JuliaStats / TimeSeries.jl

Time series toolkit for Julia
Other
353 stars 69 forks source link

readtimearray with header #353

Closed xgdgsc closed 6 years ago

xgdgsc commented 6 years ago

I' m reading a typical csv generated by pandas.to_csv() in python, which has headers like:

,open,close,high,low,volume,money
2017-11-02 15:00:00,63.35,63.32,63.35,63.32,97100.0,6148352.0
2017-11-03 09:31:00,63.32,63.09,63.32,63.08,53000.0,3351958.0

when read with

quotes = readtimearray("quotes.csv", format="yyyy-mm-dd HH:MM:SS")

It will return a TimeArray with colnames of:

6-element Array{String,1}:
 "63.35"     
 "63.32"     
 "63.35_1"   
 "63.32_1"   
 "97100.0"   
 "6.148352e6"

It would ignore the first row headers. Is there any way I can make it read headers?

I think people moving from the python/pandas pipeline to julia would have many small issues like this. Now I see DataFrame.jl doesn' t have pandas-style time index. Do you have any suggestions on moving from python/pandas to Julia? Which package should I use to hold the time series data (is TimeSeries.jl the most mature one for now)? Or should I use Pandas.jl to load the data and write my own calculation functions on pure Julia Arrays? Thanks.

iblislin commented 6 years ago

well, simply pad your file from ,open,close,high,low,volume,money to datetime,open,close,high,low,volume,money and it will work correctly.

iblislin commented 6 years ago

I think people moving from the python/pandas pipeline to julia would have many small issues like this. Now I see DataFrame.jl doesn' t have pandas-style time index. Do you have any suggestions on moving from python/pandas to Julia? Which package should I use to hold the time series data (is TimeSeries.jl the most mature one for now)? Or should I use Pandas.jl to load the data and write my own calculation functions on pure Julia Arrays? Thanks.

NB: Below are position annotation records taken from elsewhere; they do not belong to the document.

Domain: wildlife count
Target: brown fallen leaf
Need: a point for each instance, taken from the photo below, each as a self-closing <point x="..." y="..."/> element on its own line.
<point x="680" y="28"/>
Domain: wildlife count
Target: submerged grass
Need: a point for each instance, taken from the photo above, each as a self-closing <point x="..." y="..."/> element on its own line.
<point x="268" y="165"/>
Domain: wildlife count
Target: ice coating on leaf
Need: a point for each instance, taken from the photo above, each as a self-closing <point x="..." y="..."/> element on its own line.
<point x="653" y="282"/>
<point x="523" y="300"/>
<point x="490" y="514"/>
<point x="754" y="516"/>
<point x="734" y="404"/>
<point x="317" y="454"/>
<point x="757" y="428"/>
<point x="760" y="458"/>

TBH, TimeSeries.jl isn't mature for me. It still need more works of integration with other ecosystem like DataStreams & TimeSeriesIO.jl (and make you easily convert data between DataFrames and TimeSeries, and gain both of functionalities, for example); and more works about ploting... etc.

Which package should I use to hold the time series data (is TimeSeries.jl the most mature one for now)?

There is a alternative: https://github.com/dysonance/Temporal.jl. It serves different style APIs from TimeSeries.jl. (But I personally want to switch to its style of indexing, I'm working on it)

Or should I use Pandas.jl to load the data and write my own calculation functions on pure Julia Arrays?

That's another feasible way, but you have to make your own functions like lag, lead on Julia's Array. I'm also planing to make TimeSeries.jl exporting some utilities for Julia Array.

xgdgsc commented 6 years ago

Thanks. Do you plan to support option to specify whether to read headers or not?

iblislin commented 6 years ago

oh, I can do it.

iblislin commented 6 years ago

I sent it as #358